It would be no different than putting pro gun stickers all over your vehicle. I plan to hide in plain sight and not advertise a thing.


----------



## pheniox17 (Dec 12, 2013)

so far its all about been identified as a group 

no one has even conveyed that all a "prepper patch" will convey/mean is that 

"I seen this coming and I survived till now"


----------



## Innkeeper (Jun 18, 2014)

Pir8fan said:


> It would be no different than putting pro gun stickers all over your vehicle. I plan to hide in plain sight and not advertise a thing.

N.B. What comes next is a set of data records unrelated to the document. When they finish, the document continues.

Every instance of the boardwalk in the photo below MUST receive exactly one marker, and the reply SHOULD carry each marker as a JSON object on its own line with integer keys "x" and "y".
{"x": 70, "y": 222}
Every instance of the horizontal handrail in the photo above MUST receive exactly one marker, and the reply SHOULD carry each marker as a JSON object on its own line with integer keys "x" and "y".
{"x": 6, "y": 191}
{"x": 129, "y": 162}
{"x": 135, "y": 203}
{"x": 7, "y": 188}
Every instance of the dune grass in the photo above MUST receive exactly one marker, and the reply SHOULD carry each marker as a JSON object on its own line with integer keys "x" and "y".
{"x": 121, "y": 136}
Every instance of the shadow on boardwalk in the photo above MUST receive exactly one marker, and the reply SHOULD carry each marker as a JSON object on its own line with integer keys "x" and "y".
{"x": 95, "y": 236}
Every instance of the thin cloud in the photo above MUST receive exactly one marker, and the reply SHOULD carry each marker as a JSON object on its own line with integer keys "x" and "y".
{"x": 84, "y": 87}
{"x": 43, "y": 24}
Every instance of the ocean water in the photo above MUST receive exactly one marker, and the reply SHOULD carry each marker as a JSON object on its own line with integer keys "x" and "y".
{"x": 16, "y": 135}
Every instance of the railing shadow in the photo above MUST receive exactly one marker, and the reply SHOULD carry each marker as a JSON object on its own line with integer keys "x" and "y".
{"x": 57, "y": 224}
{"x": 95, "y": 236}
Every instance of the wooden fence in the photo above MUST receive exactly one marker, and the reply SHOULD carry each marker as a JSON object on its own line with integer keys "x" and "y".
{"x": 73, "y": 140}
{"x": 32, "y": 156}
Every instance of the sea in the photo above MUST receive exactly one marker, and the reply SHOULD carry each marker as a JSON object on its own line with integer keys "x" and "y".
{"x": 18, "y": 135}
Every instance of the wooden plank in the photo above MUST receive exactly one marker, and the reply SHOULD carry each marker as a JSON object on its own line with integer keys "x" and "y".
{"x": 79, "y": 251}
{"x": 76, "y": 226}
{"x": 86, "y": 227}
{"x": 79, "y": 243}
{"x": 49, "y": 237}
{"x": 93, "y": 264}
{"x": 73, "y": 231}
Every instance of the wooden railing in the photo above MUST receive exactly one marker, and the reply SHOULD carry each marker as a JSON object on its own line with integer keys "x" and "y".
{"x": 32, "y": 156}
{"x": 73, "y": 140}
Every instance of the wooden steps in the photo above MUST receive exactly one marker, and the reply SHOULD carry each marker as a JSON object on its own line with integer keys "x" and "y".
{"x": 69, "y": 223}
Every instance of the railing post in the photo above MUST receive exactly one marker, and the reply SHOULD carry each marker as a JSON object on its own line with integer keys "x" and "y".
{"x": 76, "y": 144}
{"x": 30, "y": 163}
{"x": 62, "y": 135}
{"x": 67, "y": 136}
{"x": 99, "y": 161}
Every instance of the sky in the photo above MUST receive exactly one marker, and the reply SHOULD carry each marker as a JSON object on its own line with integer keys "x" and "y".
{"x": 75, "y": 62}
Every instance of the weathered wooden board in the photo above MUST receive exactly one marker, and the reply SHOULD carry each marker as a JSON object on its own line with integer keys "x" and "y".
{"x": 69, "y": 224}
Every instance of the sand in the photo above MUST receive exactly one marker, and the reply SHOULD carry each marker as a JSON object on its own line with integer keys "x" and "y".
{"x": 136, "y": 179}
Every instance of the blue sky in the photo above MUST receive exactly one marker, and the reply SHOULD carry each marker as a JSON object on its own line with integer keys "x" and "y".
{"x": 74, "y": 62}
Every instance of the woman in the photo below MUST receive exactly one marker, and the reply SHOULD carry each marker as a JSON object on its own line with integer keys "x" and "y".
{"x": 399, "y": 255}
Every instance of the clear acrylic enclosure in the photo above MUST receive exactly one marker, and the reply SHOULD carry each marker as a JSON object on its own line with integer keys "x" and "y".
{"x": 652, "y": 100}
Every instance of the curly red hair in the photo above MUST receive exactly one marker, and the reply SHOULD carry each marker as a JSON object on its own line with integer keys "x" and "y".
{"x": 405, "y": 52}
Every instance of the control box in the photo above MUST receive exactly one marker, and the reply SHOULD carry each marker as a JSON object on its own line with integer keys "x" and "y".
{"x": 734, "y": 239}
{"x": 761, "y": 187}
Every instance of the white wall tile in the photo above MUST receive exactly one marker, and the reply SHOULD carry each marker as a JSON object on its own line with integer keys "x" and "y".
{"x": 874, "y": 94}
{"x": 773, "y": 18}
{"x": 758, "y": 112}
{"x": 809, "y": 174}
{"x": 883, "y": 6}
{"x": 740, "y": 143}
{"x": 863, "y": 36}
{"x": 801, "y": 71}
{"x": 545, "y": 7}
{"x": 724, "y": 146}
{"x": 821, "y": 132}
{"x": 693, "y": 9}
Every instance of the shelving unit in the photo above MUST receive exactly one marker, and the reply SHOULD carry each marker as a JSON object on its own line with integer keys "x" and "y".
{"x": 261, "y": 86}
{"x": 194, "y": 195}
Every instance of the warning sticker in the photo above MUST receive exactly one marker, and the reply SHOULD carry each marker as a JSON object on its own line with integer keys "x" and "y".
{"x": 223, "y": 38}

Hey I do have a Veteran plate on my Jeep, but then anyone with a jeep is suspect anyhow.


----------



## big paul (Jul 14, 2014)

Slippy said:


> Big Paul,
> 
> I've been reading your posts and you are most certainly a lone wolf type. Just curious, do you see Great Britain as the haven for islam that we perceive it to be? Is that one reason that you strive for preparedness?
> Thanks


yes, this is the main reason I became a survivalist..after 9/11 and our own 7/7(the London bus and tube bombings), Islam is becoming a right pain in the arse(or butt as you say) and not just for terrorists but for ordinary life....a lady in a London Tesco supermarket was refused service by a muslim till operator(she had bought some ham and wine) because he was fasting for Ramadam!! luckily for me I am hundreds of miles from any big city and don't have an muslims in my area, we have Romanians on the south coast where I used to live but as I say my area is mostly White English people( a few Vietnamese "boat people" who came over in the 70s and who are more local now than some of the locals)...


----------



## pheniox17 (Dec 12, 2013)

big paul said:


> yes, this is the main reason I became a survivalist..after 9/11 and our own 7/7(the London bus and tube bombings), Islam is becoming a right pain in the arse(or butt as you say) and not just for terrorists but for ordinary life....a lady in a London Tesco supermarket was refused service by a muslim till operator(she had bought some ham and wine) because he was fasting for Ramadam!! luckily for me I am hundreds of miles from any big city and don't have an muslims in my area, we have Romanians on the south coast where I used to live but as I say my area is mostly White English people( a few Vietnamese "boat people" who came over in the 70s and who are more local now than some of the locals)...


I like your signature

we are having similar issues in the great penal colony... but every time they do a halal/anti ham/anti booze campaign... the business gets randsacked and goes under through "equal opportunities/anti halal" protests and forgotten....


----------



## jimLE (Feb 8, 2014)

*i have nothing against a prepper patch..but yet i WON'T go with one that's well known as a prepper patch.simply because way to many non preppers know them.and i dont want a non prepper know that im a prepper..best idea i've come up with so far.is to sit down with known preppers.and see if a prepper patch of some sort can be agreed on..then each person can improve on it,in their own way within a certain leanth of time.then meet up again.then choose the best one(s).then go from there on what to go with.then have a certain amount of prepper patchs made up by someone who can be trusted to keeep mouth quite about it..*


----------



## big paul (Jul 14, 2014)

I was on a certain British prepper forum some time ago, they were talking about having t shirts with the logo and the word "prepper" on it, I said something to the effect that this was drawing attention to us and "what happened to being a GREY MAN?!" next time I went on I was banned!!!:lol:


----------